Friday, October 06, 2006

The Evil George Soros



George Soros is a billionaire who has funded some liberal/progressive causes. The wingnuts argue that he is single-handedly funding everything negative ever said about the Bush administration. Most recently, Dennis Hastert used the Soros meme:

On Wednesday night, House Speaker Dennis Hastert (R-IL) spun tales of Democratic cabals and hidden agendas for the benefit of hungry reporters. Hastert told The Chicago Tribune that Clinton operatives knew about the allegations and were maybe behind the story's release. "I saw Bill Clinton's adviser, Richard Morris, was saying these guys knew about this all along," he said. "When the base finds out who's feeding this monster, they're not going to be happy.... The people who want to see this thing blow up are ABC News and a lot of Democratic operatives, people funded by George Soros."

After reading so much about this mythically rich financier of all us rabid moonbats, I e-mailed him to ask for my cut. Never got an answer.

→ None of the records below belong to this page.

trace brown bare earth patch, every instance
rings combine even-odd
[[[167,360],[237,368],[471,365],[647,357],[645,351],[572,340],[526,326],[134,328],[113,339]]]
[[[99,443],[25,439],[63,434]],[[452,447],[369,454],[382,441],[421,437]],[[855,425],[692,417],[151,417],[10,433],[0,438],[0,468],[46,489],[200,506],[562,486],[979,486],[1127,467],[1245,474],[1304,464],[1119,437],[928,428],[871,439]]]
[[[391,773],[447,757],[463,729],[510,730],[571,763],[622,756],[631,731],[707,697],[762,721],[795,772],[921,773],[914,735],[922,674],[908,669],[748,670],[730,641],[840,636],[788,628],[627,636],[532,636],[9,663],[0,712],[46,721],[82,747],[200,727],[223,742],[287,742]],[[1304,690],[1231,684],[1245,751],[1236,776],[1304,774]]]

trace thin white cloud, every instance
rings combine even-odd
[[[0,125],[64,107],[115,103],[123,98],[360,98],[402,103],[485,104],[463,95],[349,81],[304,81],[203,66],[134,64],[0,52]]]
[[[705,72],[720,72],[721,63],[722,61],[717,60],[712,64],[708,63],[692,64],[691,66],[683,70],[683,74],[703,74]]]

The interesting aspect of the Soros meme is that it might have come from the very mouth of Karl Rove. Rove's strategy has always been to attack the opponent where the opponent is actually strongest. Just remember how we suddenly had a fierce debate about the military conduct of John Kerry in Vietnam, while George Bush never even got to Vietnam at all. Mindboggling.

The focus on George Soros is very similar, because the real financiers of political movements are almost all on the wingnut side. Take the case of Richard Schaife. As early as 1999 this was written about his philanthropy:

By compiling a computerized record of nearly all his contributions over the last four decades, The Washington Post found that Scaife and his family's charitable entities have given at least $340 million to conservative causes and institutions – about $620 million in current dollars, adjusted for inflation. The total of Scaife's giving – to conservatives as well as many other beneficiaries – exceeds $600 million, or $1.4 billion in current dollars, much more than any previous estimate.

In the world of big-time philanthropy, there are many bigger givers. The Ford Foundation gave away $491 million in 1998 alone. But by concentrating his giving on a specific ideological objective for nearly 40 years, and making most of his grants with no strings attached, Scaife's philanthropy has had a disproportionate impact on the rise of the right, perhaps the biggest story in American politics in the last quarter of the 20th century.

His money has established or sustained activist think tanks that have created and marketed conservative ideas from welfare reform to enhanced missile defense; public interest law firms that have won important court cases on affirmative action, property rights and how to conduct the national census; organizations and publications that have nurtured conservatism on American campuses; academic institutions that have employed and promoted the work of conservative intellectuals; watchdog groups that have critiqued and harassed media organizations, and many more.

You can find more about the institutions that Scaife is funding at Sourcewatch, and you can compare Scaife's efforts to those of Soros. But this comparison gives an impression of false balance. There are many more billionaires like Scaife on the wingnut side, but not that many on our moonbatty side.